Harry found Neville Longbottom engrossed in a Herbology textbook. He read the title upside down - Botany's Dangerous Children. Harry smiled to himself as he approached and waited for acknowledgment. Because all he had to do with Neville, of course, was to tell him the truth.

* * *

Lavender Brown and Pansy Parkinson had finally managed to lose the rest of their Care of Magical Creatures classmates by slipping into a tiny tack room in the barn.

"We've got to stop meeting like this," Pansy whispered seductively.

"Oooh, I love it when you talk to me and make no sense at all," Lavender shot back, but followed it with a quick kiss.

"Mmmm. Missed you."

"Me, too."

Conversation came to a halt in favor of other activities. Finally, Pansy picked up the thread of her important news.

"What would you say if I told you we weren't the only Slytherin-Gryffindor couple sneaking around?"

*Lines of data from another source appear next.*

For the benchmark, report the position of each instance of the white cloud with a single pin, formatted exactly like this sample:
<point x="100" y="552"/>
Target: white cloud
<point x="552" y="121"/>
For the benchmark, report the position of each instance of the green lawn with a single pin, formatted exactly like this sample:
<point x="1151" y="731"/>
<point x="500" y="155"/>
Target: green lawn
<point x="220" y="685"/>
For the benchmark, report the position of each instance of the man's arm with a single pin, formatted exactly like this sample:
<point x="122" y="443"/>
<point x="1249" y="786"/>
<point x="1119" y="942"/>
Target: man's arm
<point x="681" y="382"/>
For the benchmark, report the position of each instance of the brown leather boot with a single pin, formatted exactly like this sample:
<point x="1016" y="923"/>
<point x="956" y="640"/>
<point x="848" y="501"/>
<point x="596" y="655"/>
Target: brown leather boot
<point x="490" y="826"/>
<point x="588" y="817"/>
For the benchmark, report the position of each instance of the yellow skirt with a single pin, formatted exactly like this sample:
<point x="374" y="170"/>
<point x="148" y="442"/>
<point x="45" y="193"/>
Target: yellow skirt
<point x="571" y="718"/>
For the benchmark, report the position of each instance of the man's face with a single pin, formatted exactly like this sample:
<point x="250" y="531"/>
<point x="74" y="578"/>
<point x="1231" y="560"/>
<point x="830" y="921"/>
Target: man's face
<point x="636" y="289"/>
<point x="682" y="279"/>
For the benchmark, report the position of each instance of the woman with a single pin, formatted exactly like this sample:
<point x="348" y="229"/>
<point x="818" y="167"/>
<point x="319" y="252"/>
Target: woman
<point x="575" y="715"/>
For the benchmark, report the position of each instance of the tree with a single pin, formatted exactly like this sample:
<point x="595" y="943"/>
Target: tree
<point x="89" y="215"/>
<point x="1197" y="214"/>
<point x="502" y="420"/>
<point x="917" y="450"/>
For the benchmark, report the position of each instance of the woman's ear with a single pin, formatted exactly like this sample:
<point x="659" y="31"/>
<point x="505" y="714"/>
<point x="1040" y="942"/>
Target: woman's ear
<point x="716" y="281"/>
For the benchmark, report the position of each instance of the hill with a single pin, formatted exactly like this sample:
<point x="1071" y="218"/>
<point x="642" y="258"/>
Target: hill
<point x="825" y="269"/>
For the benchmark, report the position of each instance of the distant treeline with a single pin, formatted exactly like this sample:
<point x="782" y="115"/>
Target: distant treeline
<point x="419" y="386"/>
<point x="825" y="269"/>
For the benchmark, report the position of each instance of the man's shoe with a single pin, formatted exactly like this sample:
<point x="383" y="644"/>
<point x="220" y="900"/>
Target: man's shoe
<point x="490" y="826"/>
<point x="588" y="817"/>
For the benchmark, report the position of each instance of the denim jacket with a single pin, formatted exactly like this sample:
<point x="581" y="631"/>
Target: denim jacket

Lavender's eyes grew large in the dim light. "What do you mean?"

"I'm just saying...."

"No, tell me, Pansy. Who are you talking about?"

Pansy gave her friend a confidential smile. If Draco needed her help, she was going to make sure he got it. Just because it happened to suit her own purposes didn't mean that she wasn't looking out for his best interests, too.

"Well, it hasn't happened yet. It's still a secret. So you have to promise not to tell anyone." Fat chance. I'm counting on you to tell everyone.

"Who is it?" Pansy could tell that Lavender was almost bursting with curiosity.

"Draco Malfoy and Harry Potter."

"What?" Lavender gasped. "No way, Pansy. Not happening."

"Yeah, that's what I thought at first. But I have it on good authority."

"Oh. My. God. I don't believe it."

But Pansy assured her that it was true. "Don't you see, Lavender? This is really going to help us."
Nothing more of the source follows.